Deputados criticam ativismo e propõem fim de TSE e TRE"s

Por outro lado, é importante que o Judiciário se mantenha independente e desempenhe funções que sempre exerceu a contento. Um dos efeitos mais comuns da insatisfação represada é explodir como projeto de demolição.

Prova disso é a ideia icononoclasta, que parecia apenas protesto inconsequente de um político irado com a arbitragem das eleições no Brasil, cujo potencial de atração talvez seja maior do que se poderia imaginar. Em reportagem publicada neste Valor, em fevereiro, o líder do PTB na Câmara, Jovair Arantes (GO), sugeriu a extinção da Justiça Eleitoral como principal proposta para o debate da reforma política.

Arantes dizia que a intenção era botar o "dedo na ferida". Sua maior reclamação é que a Justiça Eleitoral interfere demais nas disputas e tem levado à realização de uma espécie de terceiro turno nos tribunais. O argumento não é de todo ausente da agenda pública. A judicialização da política é sempre citada como um dos problemas da democracia - não só a da brasileira, diga-se. Mas a ideia, pela radicalidade, parecia carregar a marca da idiossincrasia inócua. Eis, contudo, que a ousadia tem mostrado sua capacidade de conquistar corações e mentes.

O líder do PDT na Câmara, Giovanni Queiroz (PA), reconhece que "a tese de Jovair" mexeu com a cabeça de muita gente no Congresso. "Temos que acabar com essa estrutura do TSE e dos TRE"s. Não há razão para que as ações não sejam julgadas pela Justiça comum. Os juízes são emprestados, não são especialistas na matéria", defende. Queiroz sugere que o Superior Tribunal de Justiça (STJ) exerça as funções do Tribunal Superior Eleitoral (TSE) e que os tribunais de justiça estaduais ou os regionais federais desempenhem o papel dos Tribunais Regionais Eleitorais (TRE"s). Qual seria a vantagem? "Menos palacetes seriam construídos. Eles agridem a miséria brasileira", diz.

O argumento de Jovair Arantes - que está preparando uma proposta de emenda constitucional sobre o assunto - é semelhante. Ele critica o custo de quase R$ 5 bilhões da Justiça Eleitoral, mesmo em ano sem eleições.

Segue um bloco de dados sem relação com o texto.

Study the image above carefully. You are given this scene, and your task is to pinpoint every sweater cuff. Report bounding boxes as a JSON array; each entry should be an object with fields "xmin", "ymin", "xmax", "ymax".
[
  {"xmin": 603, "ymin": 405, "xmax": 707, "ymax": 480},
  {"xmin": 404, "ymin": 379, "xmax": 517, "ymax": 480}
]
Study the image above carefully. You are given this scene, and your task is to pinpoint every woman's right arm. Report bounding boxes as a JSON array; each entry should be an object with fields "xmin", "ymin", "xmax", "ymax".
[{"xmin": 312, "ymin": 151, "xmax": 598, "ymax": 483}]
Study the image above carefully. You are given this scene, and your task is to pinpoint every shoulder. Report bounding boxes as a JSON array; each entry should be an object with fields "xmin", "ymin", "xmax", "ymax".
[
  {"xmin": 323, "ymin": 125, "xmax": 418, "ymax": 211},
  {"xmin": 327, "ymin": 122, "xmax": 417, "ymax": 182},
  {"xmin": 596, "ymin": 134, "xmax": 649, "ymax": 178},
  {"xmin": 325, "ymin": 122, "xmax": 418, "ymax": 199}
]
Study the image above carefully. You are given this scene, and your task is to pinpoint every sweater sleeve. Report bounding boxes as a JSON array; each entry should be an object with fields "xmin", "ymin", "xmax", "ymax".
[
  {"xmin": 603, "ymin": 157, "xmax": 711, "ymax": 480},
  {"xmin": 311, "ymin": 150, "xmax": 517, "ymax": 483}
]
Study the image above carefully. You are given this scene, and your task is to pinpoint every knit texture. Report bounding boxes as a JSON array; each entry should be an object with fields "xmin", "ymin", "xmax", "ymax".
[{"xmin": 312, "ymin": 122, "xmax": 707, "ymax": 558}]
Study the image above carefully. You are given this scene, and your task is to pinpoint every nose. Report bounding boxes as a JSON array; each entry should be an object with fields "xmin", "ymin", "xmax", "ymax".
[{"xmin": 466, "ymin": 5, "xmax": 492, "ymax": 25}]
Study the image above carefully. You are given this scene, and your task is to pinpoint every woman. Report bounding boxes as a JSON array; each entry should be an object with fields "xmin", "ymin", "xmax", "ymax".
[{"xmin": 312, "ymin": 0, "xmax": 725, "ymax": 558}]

Mas o ponto crucial é mesmo a interferência no processo eleitoral.

O ativismo é visto como preocupação principal pelo líder do PT na Câmara, Paulo Teixeira (SP). O deputado se diz contrário à extinção, mas defende a delimitação do poder normativo da Justiça Eleitoral. "Ela tem exercido uma regulamentação muito exacerbada", afirma. Teixeira cita como exageros a verticalização das alianças, em 2002, e a interpretação, no ano passado, de que o suplente deve pertencer ao mesmo partido do titular, contrariando critério em vigor há décadas.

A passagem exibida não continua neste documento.